Easy Veggie Spaghetti

A quick, healthy, and flavorful spaghetti dish loaded with fresh vegetables and tossed in a rich tomato sauce.
Prep Time 10 minutes
Cook Time 20 minutes
Total Time 30 minutes
Course Dinner, Lunch, Pasta
Cuisine American, Italian
Servings 4 people

Ingredients
  

  • 12 oz spaghetti regular, whole wheat, or gluten-free
  • 2 tablespoons olive oil
  • 1 small onion finely chopped
  • 2 garlic cloves minced
  • 1 zucchini diced
  • 1 red bell pepper diced
  • 1 cup mushrooms sliced
  • 1 carrot shredded
  • 1 can 15 oz crushed tomatoes or marinara sauce
  • 1 teaspoon Italian seasoning
  • Salt and pepper to taste
  • 2 tablespoons fresh parsley chopped
  • Optional: Grated Parmesan cheese for topping

Instructions
 

  • Bring a large pot of salted water to a boil.
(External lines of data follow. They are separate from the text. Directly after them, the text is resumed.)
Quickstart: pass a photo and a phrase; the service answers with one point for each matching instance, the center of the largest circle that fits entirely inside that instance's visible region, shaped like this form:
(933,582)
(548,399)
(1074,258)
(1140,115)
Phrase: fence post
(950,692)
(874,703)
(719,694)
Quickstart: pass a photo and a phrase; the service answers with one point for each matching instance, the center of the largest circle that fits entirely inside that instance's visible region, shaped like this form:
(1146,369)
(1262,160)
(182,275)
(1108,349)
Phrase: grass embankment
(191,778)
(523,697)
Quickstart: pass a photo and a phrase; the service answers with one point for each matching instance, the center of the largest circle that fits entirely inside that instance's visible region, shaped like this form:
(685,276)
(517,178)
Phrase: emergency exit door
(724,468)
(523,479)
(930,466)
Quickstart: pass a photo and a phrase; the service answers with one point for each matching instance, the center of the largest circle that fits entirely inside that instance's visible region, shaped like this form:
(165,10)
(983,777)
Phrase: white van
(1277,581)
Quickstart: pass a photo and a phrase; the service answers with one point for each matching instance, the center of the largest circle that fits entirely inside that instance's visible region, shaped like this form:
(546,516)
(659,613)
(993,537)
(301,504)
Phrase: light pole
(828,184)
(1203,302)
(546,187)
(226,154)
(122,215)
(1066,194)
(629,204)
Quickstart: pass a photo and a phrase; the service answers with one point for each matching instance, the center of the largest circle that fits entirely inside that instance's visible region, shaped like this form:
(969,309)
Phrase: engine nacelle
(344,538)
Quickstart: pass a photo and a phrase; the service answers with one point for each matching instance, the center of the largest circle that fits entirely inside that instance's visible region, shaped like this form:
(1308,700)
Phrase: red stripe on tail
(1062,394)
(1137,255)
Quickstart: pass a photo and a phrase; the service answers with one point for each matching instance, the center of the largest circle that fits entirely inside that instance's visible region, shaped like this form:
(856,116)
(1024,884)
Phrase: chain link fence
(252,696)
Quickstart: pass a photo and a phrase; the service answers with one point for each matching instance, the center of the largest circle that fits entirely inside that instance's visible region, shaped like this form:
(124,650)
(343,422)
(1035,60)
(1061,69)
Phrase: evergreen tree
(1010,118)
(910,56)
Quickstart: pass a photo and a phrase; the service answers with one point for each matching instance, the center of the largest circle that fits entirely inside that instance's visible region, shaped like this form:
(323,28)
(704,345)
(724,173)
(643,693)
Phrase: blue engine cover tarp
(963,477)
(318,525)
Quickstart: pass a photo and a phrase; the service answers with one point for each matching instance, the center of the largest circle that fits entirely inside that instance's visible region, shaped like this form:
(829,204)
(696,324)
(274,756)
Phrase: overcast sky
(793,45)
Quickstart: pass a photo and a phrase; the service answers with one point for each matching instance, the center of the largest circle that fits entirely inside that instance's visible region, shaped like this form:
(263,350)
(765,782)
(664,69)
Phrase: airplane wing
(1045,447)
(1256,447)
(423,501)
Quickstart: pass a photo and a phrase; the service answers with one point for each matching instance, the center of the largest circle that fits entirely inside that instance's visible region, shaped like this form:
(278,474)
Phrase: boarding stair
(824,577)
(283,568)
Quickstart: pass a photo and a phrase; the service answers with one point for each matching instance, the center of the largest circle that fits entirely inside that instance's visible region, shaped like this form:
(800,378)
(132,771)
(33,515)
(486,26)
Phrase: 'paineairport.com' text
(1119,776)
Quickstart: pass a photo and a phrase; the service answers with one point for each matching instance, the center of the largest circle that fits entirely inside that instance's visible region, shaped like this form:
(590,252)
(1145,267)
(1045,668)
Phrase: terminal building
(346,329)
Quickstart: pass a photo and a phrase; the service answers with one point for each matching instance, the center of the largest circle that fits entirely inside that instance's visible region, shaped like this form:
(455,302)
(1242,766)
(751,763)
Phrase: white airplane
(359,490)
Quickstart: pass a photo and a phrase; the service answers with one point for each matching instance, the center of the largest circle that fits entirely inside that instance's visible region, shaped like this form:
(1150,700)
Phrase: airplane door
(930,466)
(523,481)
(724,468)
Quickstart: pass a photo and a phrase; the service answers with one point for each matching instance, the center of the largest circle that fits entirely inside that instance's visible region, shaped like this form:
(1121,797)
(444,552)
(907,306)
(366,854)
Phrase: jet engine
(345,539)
Cook the spaghetti according to package instructions until al dente. Reserve 1/2 cup of pasta water before draining.
  • Heat olive oil in a large skillet over medium heat. Add the onion and sauté for 2-3 minutes until softened.
  • Add the garlic, zucchini, bell pepper, mushrooms, and carrot. Sauté for 5-7 minutes until the veggies are tender but still crisp.
  • Pour in the crushed tomatoes or marinara sauce. Add Italian seasoning, salt, and pepper. Stir well and let the sauce simmer for 5-10 minutes.
  • Toss the cooked spaghetti into the skillet with the sauce. Add a splash of reserved pasta water if the sauce is too thick. Mix until the pasta is fully coated.
  • Garnish with fresh parsley and serve hot. Add grated Parmesan if desired.